Au septième siècle de notre ère, l’Afrique du Nord est habitée par des chrétien/ne/s qui adhèrent pour la plupart à l’Empire byzantin, par des juifs/ves et des tribus pratiquant l’animisme. Différentes ethnies investissent la région, dont un groupe important est formé par les Berbères qui habitent entre autres l’Ifriqia (à peu près la Tunisie actuelle). Après que le califat des Omeyades a conquis l’Egypte, il lance dans les années 640 des raids vers l’ouest pour étendre le territoire musulman. Les Berbères s’opposent d’abord à l’expansion arabe, puis des conflits internes divisent la résistance, certains s’alliant aux Arabes pour mieux résister à l’empire byzantin qui tente de préserver sa mainmise sur les régions côtières. Dans les années 680, les Berbères se rallient autour du leader Koceila pour repousser les Arabes. Après de premiers succès berbères, la chance tourne, et les Arabes avancent de nouveau, tuant Koceila à Kairouan.

La Numidie entre deux mondes | Jahiliyya : ignorance ou trésor ?

La Kahena fait partie d’une tribu berbère de la région montagneuse des Aurès, les Zénètes. Certaines sources disent qu’elle était juive, d’autres la croient chrétienne, d’autres encore animiste, et plusieurs lui attribuent des pouvoirs magiques de divination. En tout cas, elle est la fille unique du chef de sa tribu, et à la mort de son père, elle lui succède, ce qui est un fait exceptionnel pour la culture berbère. Après la mort de Koceila, elle est la seule des leaders berbères à encore s’opposer aux Arabes. Elle appelle les autres tribus à l’unité pour résister à l’avance omeyade, et son appel est entendu. Elle rassemble des troupes et unit des tribus, régnant pendant six ans sur l’Ifriqiya.
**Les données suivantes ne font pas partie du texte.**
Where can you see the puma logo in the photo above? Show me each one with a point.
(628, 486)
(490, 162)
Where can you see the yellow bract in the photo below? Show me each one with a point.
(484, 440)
Elle mène avec succès les Berbères à la bataille contre les Arabes. Le gouverneur omeyade Hassan Ibn Numan lance une première attaque, probablement en 698. La Kahena croit que les Arabes veulent s’emparer de la forteresse de Baghaï et la fait démolir. Mais les troupes omeyades se dirigent directement contre elle, et dans une bataille acharnée, à Nini ou à Miskiana selon les sources, elle arrive à les mettre en déroute. Cette première bataille est gagnée grâce à ses stratagèmes. La bataille doit avoir lieu dans une vallée désertique. Pendant la nuit, la Kahena cache ses guerriers dans la montagne entourant la vallée et peut ainsi prendre en embuscade les troupes arabes qui sont obligées de reculer sous les flèches berbères.

Différentes sources la décrivent de manière pittoresque : elle aurait été d’une grande beauté, aux yeux bleus et cheveux roux. En bataille, elle serait montée sur un cheval noir, son armure recouverte d’un burnous rouge, luttant avec la hache et l’épée et haranguant ses troupes. On dit d’elle qu’elle était sans merci et qu’elle ne faisait pas de prisonniers. Mais ses ennemis ne permettaient pas de compromis possible, c’était la soumission ou la mort.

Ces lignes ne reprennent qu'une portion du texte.